Waveform vs spectrogram vs mel-spectrogram

Top: Waveform (raw sound)

Middle: Spectrogram (sound as an image!)

Bottom: Mel-spectrogram (adjusted for human hearing, with more resolution for lower frequencies and less for higher frequencies)

Source: Bäckström et al (2026)

What the AI “sees” in your voice

In a spectrogram:

  • Horizontal axis: Time (left to right)
  • Vertical axis: Pitch (low notes at bottom, high at top)
  • Colour/brightness: How loud that frequency is

What patterns can AI find?

  • Your unique voice “fingerprint”
  • The difference between “cat” and “bat”
  • Emotion (are you happy? angry? tired?)
  • Whether you’re speaking or singing
  • What language you’re using

Fun fact: Dogs, cats, and humans all have distinctive spectrogram patterns! 🐕🐱👤

Mel spectrogram of speech.

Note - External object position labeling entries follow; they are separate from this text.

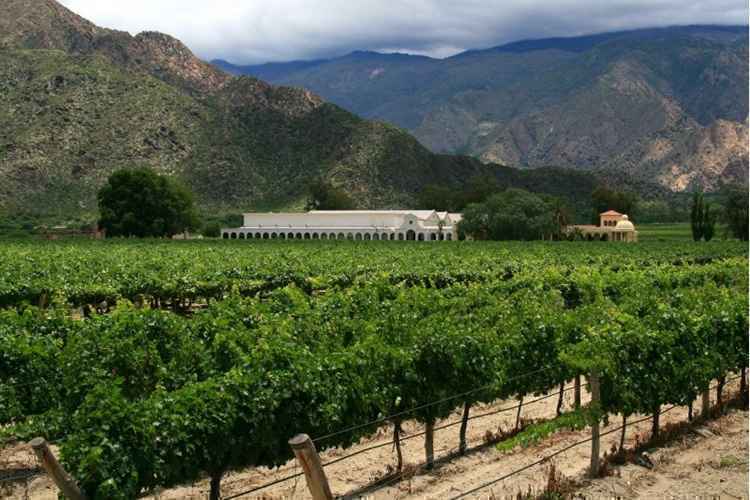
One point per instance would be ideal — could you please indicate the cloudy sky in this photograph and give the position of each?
(254, 31)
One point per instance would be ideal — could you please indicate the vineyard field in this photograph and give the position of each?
(153, 364)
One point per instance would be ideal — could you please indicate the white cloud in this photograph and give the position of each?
(252, 31)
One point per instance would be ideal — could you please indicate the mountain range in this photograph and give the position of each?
(663, 105)
(78, 101)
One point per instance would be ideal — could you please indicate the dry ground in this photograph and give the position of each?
(712, 465)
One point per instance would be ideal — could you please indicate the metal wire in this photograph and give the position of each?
(267, 485)
(421, 407)
(446, 426)
(18, 477)
(563, 450)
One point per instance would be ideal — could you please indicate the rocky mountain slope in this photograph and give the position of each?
(665, 105)
(78, 101)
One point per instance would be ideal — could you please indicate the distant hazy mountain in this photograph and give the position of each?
(78, 101)
(666, 105)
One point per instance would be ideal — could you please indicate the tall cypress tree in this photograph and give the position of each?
(697, 216)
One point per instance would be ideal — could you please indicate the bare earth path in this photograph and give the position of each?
(713, 465)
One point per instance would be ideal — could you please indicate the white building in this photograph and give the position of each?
(367, 225)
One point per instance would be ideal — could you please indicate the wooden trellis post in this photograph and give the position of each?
(595, 402)
(706, 404)
(309, 460)
(54, 470)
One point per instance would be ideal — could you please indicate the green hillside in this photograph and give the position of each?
(666, 105)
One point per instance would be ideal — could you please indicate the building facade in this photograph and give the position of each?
(360, 225)
(613, 226)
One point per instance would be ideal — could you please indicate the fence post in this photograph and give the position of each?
(308, 458)
(706, 404)
(55, 471)
(595, 403)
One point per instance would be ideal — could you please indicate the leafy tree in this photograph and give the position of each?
(139, 202)
(709, 223)
(696, 216)
(702, 219)
(325, 196)
(512, 215)
(438, 197)
(604, 199)
(736, 213)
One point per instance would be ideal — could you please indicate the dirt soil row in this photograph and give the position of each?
(713, 463)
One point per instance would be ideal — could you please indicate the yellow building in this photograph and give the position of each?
(613, 226)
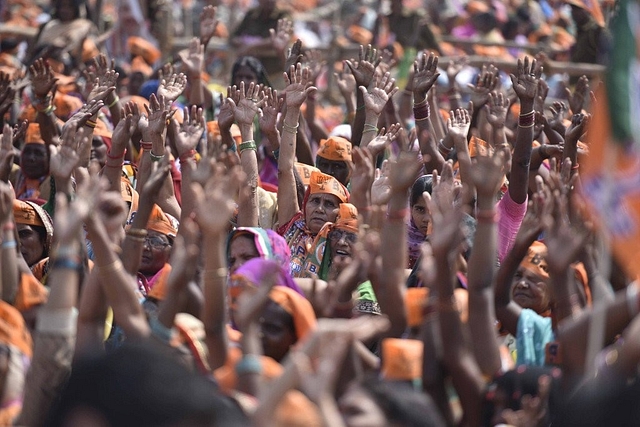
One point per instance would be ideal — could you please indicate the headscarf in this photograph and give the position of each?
(269, 244)
(30, 213)
(335, 148)
(307, 250)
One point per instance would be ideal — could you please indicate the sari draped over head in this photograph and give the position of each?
(307, 249)
(269, 244)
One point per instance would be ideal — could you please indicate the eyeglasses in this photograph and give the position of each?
(336, 234)
(156, 242)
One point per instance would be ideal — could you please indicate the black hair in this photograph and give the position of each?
(139, 385)
(403, 404)
(255, 65)
(420, 185)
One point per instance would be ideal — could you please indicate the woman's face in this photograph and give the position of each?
(420, 215)
(156, 250)
(31, 246)
(34, 161)
(338, 169)
(276, 331)
(245, 74)
(241, 250)
(530, 291)
(342, 242)
(321, 208)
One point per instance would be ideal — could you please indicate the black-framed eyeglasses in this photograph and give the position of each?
(156, 242)
(336, 234)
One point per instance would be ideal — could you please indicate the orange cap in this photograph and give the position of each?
(321, 183)
(304, 318)
(536, 260)
(143, 48)
(335, 148)
(401, 359)
(13, 330)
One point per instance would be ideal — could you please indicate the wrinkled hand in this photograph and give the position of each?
(525, 80)
(172, 87)
(497, 109)
(425, 74)
(42, 80)
(298, 87)
(376, 98)
(579, 96)
(365, 68)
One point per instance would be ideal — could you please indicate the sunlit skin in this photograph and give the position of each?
(338, 169)
(241, 250)
(530, 291)
(321, 208)
(154, 257)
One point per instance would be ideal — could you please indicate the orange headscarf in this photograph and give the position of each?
(335, 148)
(304, 318)
(320, 183)
(536, 260)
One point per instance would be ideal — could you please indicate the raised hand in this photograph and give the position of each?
(190, 134)
(497, 109)
(193, 59)
(298, 86)
(425, 74)
(172, 87)
(270, 109)
(384, 139)
(42, 80)
(248, 104)
(579, 96)
(487, 81)
(458, 124)
(525, 80)
(365, 68)
(377, 97)
(208, 24)
(281, 35)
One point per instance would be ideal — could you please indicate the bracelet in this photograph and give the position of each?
(218, 273)
(527, 120)
(290, 129)
(66, 263)
(248, 145)
(160, 331)
(155, 157)
(398, 215)
(421, 112)
(9, 244)
(110, 268)
(115, 101)
(443, 147)
(187, 155)
(137, 232)
(490, 215)
(632, 299)
(249, 364)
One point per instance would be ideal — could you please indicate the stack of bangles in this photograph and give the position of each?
(247, 145)
(137, 234)
(421, 111)
(527, 120)
(67, 258)
(9, 244)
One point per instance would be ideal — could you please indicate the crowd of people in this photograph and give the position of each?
(173, 255)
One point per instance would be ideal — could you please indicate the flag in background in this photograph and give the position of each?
(611, 173)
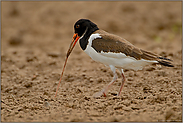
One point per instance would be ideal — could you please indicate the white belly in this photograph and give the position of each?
(118, 60)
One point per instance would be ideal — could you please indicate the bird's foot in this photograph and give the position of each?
(100, 93)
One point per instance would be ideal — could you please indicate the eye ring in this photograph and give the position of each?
(77, 26)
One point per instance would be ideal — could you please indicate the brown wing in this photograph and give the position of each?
(116, 44)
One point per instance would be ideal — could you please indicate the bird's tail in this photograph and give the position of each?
(152, 56)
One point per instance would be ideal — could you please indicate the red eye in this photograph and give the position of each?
(77, 26)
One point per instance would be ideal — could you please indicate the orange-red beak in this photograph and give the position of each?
(73, 43)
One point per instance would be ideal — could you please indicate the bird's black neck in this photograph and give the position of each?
(84, 40)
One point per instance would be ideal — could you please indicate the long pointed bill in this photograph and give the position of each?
(73, 43)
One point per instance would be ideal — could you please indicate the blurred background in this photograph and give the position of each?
(34, 42)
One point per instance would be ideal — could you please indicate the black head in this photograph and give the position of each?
(84, 25)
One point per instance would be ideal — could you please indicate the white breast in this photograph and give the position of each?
(116, 59)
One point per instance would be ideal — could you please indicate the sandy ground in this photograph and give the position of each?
(35, 39)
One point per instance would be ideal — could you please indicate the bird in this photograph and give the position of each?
(113, 51)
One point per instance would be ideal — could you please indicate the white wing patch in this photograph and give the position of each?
(116, 59)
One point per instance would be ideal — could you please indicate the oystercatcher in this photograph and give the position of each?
(111, 50)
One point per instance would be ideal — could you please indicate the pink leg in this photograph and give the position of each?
(123, 82)
(104, 91)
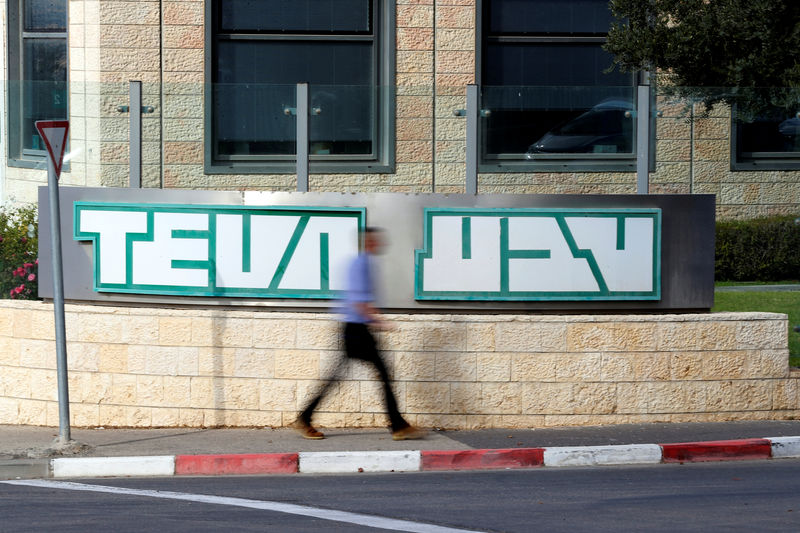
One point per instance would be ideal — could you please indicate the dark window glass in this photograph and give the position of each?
(545, 83)
(549, 64)
(508, 17)
(257, 84)
(777, 135)
(298, 16)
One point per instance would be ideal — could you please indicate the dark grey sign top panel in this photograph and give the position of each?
(686, 240)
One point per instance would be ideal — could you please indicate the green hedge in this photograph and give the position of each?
(18, 250)
(761, 249)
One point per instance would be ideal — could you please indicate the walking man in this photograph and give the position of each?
(360, 317)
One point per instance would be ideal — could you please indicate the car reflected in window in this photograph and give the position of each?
(606, 128)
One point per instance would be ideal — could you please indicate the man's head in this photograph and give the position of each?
(373, 240)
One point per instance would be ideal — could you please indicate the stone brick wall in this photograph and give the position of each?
(163, 44)
(143, 367)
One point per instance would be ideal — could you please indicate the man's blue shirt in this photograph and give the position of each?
(359, 288)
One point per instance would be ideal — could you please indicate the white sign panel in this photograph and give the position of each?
(540, 254)
(287, 252)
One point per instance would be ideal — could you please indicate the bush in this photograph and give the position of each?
(762, 249)
(19, 272)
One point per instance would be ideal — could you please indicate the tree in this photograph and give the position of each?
(741, 52)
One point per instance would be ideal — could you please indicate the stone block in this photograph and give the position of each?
(235, 393)
(177, 391)
(111, 415)
(416, 38)
(503, 398)
(547, 398)
(756, 334)
(112, 358)
(785, 393)
(633, 398)
(677, 397)
(296, 364)
(427, 397)
(414, 366)
(279, 395)
(494, 366)
(579, 367)
(164, 417)
(138, 417)
(150, 390)
(318, 335)
(465, 398)
(84, 415)
(530, 337)
(727, 365)
(100, 328)
(9, 411)
(37, 353)
(405, 336)
(414, 61)
(137, 329)
(595, 398)
(445, 336)
(456, 367)
(414, 16)
(175, 331)
(9, 351)
(611, 336)
(232, 332)
(254, 363)
(123, 390)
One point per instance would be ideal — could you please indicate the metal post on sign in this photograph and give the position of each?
(471, 186)
(135, 140)
(302, 137)
(54, 135)
(643, 140)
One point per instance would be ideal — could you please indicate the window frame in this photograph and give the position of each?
(509, 163)
(382, 159)
(17, 155)
(758, 160)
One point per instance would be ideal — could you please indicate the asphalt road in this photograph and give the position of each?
(732, 496)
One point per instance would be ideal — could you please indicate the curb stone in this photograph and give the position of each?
(403, 461)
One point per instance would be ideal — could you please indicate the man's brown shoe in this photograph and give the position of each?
(408, 433)
(306, 431)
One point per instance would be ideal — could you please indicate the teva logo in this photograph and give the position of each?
(540, 254)
(203, 250)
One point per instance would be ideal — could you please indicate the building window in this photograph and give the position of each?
(261, 49)
(769, 142)
(37, 74)
(548, 103)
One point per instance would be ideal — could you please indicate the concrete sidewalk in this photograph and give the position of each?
(27, 451)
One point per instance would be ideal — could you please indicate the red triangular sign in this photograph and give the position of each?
(54, 134)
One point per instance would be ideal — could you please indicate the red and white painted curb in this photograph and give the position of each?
(425, 460)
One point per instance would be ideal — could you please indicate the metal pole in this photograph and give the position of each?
(302, 137)
(58, 305)
(472, 139)
(643, 140)
(135, 181)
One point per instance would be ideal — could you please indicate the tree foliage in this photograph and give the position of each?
(742, 52)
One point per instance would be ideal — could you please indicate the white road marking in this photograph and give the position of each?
(302, 510)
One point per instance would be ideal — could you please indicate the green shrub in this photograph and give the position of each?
(19, 272)
(762, 249)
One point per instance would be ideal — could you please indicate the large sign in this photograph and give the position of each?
(219, 250)
(540, 254)
(458, 253)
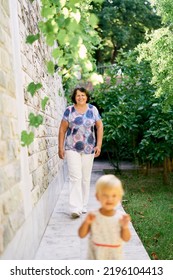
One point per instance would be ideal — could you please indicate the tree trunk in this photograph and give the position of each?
(165, 172)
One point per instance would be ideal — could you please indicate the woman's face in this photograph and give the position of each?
(109, 197)
(80, 98)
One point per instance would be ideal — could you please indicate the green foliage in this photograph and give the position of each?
(32, 88)
(50, 67)
(70, 26)
(122, 25)
(147, 199)
(159, 52)
(35, 120)
(44, 102)
(135, 125)
(30, 39)
(165, 10)
(26, 138)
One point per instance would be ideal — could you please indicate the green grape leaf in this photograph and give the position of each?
(50, 67)
(35, 120)
(50, 39)
(32, 87)
(48, 12)
(26, 138)
(30, 39)
(44, 102)
(57, 53)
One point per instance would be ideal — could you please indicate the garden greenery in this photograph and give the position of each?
(69, 29)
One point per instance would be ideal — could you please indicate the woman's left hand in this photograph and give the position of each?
(97, 151)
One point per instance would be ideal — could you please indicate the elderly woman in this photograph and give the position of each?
(77, 140)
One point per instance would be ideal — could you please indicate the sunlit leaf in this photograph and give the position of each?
(32, 87)
(30, 39)
(35, 120)
(44, 102)
(26, 138)
(50, 67)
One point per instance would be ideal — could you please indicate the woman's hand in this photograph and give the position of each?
(97, 151)
(90, 218)
(61, 153)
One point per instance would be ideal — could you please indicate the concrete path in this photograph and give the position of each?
(61, 241)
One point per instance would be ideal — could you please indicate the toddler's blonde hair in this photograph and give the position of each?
(109, 181)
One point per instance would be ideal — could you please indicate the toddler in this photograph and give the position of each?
(108, 226)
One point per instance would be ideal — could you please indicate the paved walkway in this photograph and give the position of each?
(61, 241)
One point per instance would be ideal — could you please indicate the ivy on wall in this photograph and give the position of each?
(68, 27)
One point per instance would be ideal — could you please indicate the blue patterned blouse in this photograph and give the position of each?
(80, 135)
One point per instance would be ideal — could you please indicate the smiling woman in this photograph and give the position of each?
(78, 142)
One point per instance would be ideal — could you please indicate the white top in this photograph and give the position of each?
(105, 242)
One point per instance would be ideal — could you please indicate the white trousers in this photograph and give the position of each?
(79, 168)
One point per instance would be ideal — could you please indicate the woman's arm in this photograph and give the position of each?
(99, 131)
(61, 137)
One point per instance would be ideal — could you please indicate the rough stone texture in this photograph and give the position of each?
(43, 167)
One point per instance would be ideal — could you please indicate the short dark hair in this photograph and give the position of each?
(73, 97)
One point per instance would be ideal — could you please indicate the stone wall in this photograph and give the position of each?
(30, 178)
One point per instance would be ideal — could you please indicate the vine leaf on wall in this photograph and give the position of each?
(35, 120)
(26, 138)
(30, 39)
(32, 87)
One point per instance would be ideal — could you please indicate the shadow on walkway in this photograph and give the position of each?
(61, 241)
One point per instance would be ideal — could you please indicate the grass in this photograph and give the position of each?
(150, 204)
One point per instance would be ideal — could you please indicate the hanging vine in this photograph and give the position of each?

The first row is by an individual with high-pitched voice, the second row is by an individual with low-pitched voice

Source: Schnupp et al (2012)

Activity: See your own voice! 🎤

Spectrograms in real-time

Try this later:

  1. Go to musiclab.chromeexperiments.com/Spectrogram
  2. Allow microphone access
  3. Watch what happens when you:
    • Hum a low note vs a high note
    • Say “aaaah” vs “eeeeh” vs “ooooh”
    • Whistle
    • Snap your fingers or clap

What to notice:

  • Low sounds appear at the bottom, high sounds at the top
  • Vowels create stable horizontal bands
  • Percussive sounds (claps) create vertical spikes
  • Your voice has a unique pattern, like a fingerprint!

Spectrogram of a drum machine

musiclab.chromeexperiments.com/Spectrogram

Try making different sounds and watch the patterns!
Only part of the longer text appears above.